Completando o elenco, nomes como Tom Felton e Paterson Joseph reforçam a pluralidade de tons do filme. Sokolov, que também assina o roteiro ao lado de Alex Litvak, demonstra domínio ao conduzir a narrativa por meio de planos-sequência dinâmicos e coreografias visuais impressionantes, criando um espetáculo que é ao mesmo tempo caótico e cuidadosamente construído.
Os famosos “salvadores da pátria”:
Mas há também uma camada crítica interessante. Em meio ao sangue e à ação, o filme toca, ainda que de forma sutil, em uma ironia social: a hipocrisia de indivíduos que se colocam como “salvadores”, especialmente ao lidar com minorias e imigrantes. O Virgil, nesse sentido, funciona como uma metáfora distorcida de elites que se alimentam da vulnerabilidade alheia enquanto mantêm uma fachada de superioridade moral.
Outro ponto relevante é como o longa trabalha a ideia de pertencimento. A comunidade do prédio oferece uma identidade, uma função, um lugar — elementos fundamentais para indivíduos que foram socialmente deslocados. Porém, essa sensação de pertencimento é construída sobre manipulação e violência. Sokolov parece questionar: até que ponto a necessidade de fazer parte de algo pode nos levar a aceitar estruturas abusivas? E mais — quem se beneficia dessa necessidade?
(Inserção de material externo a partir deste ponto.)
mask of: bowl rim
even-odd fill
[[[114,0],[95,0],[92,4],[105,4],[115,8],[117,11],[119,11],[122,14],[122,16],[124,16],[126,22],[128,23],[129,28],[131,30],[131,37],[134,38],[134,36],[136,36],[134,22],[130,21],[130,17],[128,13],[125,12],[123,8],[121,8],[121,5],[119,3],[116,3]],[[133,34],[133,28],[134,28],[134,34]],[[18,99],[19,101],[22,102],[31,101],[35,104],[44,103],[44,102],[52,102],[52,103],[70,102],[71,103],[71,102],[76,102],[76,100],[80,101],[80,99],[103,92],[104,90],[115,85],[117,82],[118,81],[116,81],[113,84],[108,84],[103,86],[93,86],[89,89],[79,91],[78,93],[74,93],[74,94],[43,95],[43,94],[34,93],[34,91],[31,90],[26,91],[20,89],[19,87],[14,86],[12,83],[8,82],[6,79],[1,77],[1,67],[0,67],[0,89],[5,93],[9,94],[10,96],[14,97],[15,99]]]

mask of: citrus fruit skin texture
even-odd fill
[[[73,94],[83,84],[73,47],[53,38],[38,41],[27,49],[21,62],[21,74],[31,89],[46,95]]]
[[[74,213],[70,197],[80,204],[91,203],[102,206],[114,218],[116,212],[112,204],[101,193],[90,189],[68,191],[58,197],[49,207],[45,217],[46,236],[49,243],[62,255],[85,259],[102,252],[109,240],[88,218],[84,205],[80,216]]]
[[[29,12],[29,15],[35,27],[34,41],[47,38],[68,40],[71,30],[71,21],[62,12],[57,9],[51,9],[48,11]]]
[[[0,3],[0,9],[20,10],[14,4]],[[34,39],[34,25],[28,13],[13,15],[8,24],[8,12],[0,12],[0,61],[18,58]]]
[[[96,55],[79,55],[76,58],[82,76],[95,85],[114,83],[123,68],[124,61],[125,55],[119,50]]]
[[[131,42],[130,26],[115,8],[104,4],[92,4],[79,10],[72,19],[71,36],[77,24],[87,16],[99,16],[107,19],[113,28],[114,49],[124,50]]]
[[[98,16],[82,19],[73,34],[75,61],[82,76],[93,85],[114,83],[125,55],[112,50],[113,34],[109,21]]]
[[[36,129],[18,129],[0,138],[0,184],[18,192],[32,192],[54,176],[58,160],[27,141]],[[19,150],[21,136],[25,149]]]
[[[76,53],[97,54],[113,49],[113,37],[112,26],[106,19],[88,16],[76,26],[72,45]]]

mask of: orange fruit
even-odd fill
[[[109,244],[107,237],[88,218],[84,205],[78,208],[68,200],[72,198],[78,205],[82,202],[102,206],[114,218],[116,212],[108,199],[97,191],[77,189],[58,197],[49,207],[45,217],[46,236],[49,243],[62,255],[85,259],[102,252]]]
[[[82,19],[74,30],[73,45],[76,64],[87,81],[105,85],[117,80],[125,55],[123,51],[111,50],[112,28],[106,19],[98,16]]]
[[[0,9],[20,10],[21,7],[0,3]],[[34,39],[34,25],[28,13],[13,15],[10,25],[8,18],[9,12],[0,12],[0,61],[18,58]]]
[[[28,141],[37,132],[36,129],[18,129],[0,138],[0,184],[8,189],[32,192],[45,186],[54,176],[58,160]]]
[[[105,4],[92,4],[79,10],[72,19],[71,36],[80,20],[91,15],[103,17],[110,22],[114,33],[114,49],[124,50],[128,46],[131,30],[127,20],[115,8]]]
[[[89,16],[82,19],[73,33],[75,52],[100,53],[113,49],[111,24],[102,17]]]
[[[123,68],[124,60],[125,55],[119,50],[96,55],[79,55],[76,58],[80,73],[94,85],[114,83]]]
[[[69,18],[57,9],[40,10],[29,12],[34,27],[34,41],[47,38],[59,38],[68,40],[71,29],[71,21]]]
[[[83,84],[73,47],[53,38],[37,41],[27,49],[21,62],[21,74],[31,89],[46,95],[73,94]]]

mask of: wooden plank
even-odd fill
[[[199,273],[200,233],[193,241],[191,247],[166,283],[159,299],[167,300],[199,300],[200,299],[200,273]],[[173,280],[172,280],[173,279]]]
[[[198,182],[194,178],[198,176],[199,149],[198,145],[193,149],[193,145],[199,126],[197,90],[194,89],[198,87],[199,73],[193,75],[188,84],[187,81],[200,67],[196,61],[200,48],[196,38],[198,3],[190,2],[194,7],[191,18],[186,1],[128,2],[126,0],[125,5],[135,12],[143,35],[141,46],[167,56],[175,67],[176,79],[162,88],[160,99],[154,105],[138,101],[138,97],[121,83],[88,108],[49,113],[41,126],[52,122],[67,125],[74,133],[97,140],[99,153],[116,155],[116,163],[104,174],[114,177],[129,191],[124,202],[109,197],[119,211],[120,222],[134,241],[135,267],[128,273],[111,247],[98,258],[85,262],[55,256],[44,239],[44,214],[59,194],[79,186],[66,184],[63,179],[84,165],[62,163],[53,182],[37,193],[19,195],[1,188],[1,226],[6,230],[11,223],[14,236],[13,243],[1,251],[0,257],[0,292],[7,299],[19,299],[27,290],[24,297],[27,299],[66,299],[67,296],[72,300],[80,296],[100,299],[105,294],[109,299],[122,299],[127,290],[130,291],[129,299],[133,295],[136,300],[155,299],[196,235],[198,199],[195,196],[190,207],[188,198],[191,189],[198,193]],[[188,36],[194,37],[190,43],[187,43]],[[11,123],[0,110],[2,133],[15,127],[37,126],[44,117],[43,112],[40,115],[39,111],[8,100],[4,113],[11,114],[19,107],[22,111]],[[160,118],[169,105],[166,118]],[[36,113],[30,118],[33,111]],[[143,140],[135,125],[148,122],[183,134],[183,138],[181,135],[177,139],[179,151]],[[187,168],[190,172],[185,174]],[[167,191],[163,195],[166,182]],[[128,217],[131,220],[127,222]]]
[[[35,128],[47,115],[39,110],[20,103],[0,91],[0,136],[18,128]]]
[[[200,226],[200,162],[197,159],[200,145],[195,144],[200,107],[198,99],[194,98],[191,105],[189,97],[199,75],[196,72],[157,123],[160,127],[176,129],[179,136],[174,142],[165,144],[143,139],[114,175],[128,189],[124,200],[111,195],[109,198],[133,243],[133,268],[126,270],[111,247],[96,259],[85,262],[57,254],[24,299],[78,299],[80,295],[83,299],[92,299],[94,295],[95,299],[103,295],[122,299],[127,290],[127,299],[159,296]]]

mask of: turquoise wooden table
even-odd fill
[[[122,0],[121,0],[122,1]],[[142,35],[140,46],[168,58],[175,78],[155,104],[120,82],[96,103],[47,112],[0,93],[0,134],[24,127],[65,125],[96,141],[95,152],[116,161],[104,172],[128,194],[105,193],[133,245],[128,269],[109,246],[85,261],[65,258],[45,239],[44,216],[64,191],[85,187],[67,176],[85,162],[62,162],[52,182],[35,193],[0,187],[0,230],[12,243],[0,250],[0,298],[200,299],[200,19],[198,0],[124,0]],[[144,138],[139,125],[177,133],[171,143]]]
Vale a pena assistir Eles Vão Te Matar?
No fim das contas, Eles Vão Te Matar sabe exatamente o que é e isso joga a seu favor. É um filme que não tem medo de exagerar, de misturar gêneros ou de se entregar ao absurdo. De modo geral, a obra cumpre o que promete desde os primeiros minutos: um espetáculo visceral, estilizado e surpreendentemente envolvente.